Паче всех нравились Даниилу слова княжича Святослава, сына Игорева. Слаще молитвы о кущах райских звучала их неотвратимая истина – «Мертвые срама не имут». Те павшие на полях брани добыли для Руси славу немалую, что дороже богатств заморских, да и сами обрели вечную похвалу в повестях сиих, лежащих перед взором Даниила. Чуял он, что и его та слава звончая лебединым крылом задела. И преисполнился инок гордости за отчизну. И трудился с еще большим тщанием. И помыслить не смел об ином.

Правда, по молодости лет пытался он тайно вести свою летопись, но быстро отказался от сего занятия, убоявшись собственной дерзости и застыдившись скудности слога неумелого. Да и событий не случалось доселе достойных давешним. Никто не ездил в монастырь за благословением на княжение иль поход священный супротив посланников дьявола. Посему исправно переписывал Даниил сражения былые, в веках затерянные, и не было равных ему по красоте письма во всем подворье.

Под умелой рукой инока вырастали буквы, точь-в-точь стройные дерева ветвистые, струились речками изворотливыми, узоря неизведанные поля. Выстраивал Даниил ровными рядами строчки, будто выводил дружину верную на бескрайние просторы и дивился вместе с нею тому, о чем писал. Заполоняли его воображение леса шумные, береговые кручи и излучины рек, да таких полноводных, что шеломами всех иноземцев не испить воды их. И не счесть богатств в сундуках боярских да купеческих – все каменья драгие, ткани вышитые, серебра и злата целые кладези. Да наперед еще богаты русичи данью обильной от народов нездешних.

«Все под нашею властию», – не переставал тешиться писарь. – «Глядит Боже с небес на землю русскую и радуется. Но сколь велика она, столь беззащитна и открыта со всех сторон нечестивцам крамольным. Всякий рот на лакомый кусок разевается. Растащат родимую по кровиночке, по кусточку, птахой малой не побрезгуют. Господь наш далече, да слово Его верное. Стало быть, самим защищать нам Русь-матушку. И не токмо белками сильна держава, но молодцами крепкими, богатырями православными. Ежели соберемся всем миром, самую лютую вражину одолеем».
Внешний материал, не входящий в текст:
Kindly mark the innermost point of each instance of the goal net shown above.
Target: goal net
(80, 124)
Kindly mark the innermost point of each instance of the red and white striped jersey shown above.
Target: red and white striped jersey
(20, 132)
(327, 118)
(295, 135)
Песнь сию победную воспевало сердце Даниила, заточенного в монашеской келье. Он почти не покидал ее, черпая жизнь извечную из книг и из них же творя себе утешение. Бумажные вериги опоясали руки его, голову затуманили слова, мысли и образы. Следуя им, уносился писарь далече из сырой и смрадной душегубки своей, где по стенам расползались зеленые змейки плесени, а от лампады чадило так, что зеницы застилало едким дымом. Но Даниил упорно пробирался взглядом к письменам, пребывая с ними за многие года и версты отсюда. На его век сражений хватало, и смело вступал он в битвы неравные, и рука завсегда была твердою и крепко сжимала перо. Лишь одиножды дрогнуло оно, не удержавшись напора. Но на то своя причина имелась.

И случилась она в это лето жаркое, когда стояла везде духота смертная, и когда взялся Даниил переписывать набело очередные повести о вторжении безбожников в пределы русские и об осаде малого града Сумерина. Были поганые черны лицом и помыслами, а силы тяжкой супротив светлого островка дружины славянской. Со всех сторон облепили гогочущими гнездами вороньими наш стан соколиный, и пошла сеча не на жизнь, но на смерть.

Схватились они во широком поле, что недалече от города. Сколько вражины уж посеяно было здесь в прошлых битвах, ан опять взошли, гуще прежнего. Настала пора и урожай сбирать. Ступили воины на землю твердую, но начала она проваливаться под ногами. То обнажились мертвые со сражений давешних, кто травой не успел порасти и в твердыню оборотиться. И взбесились нечестивцы от вида трупного еще пуще, и полетели стрелы быстрые во чужое отечество. А после скрестили мужи копья отточенные, и уж не стихал боле их треск и лязганье, да еще крики от тех, кто на ближнего шел или в мир иной отходил.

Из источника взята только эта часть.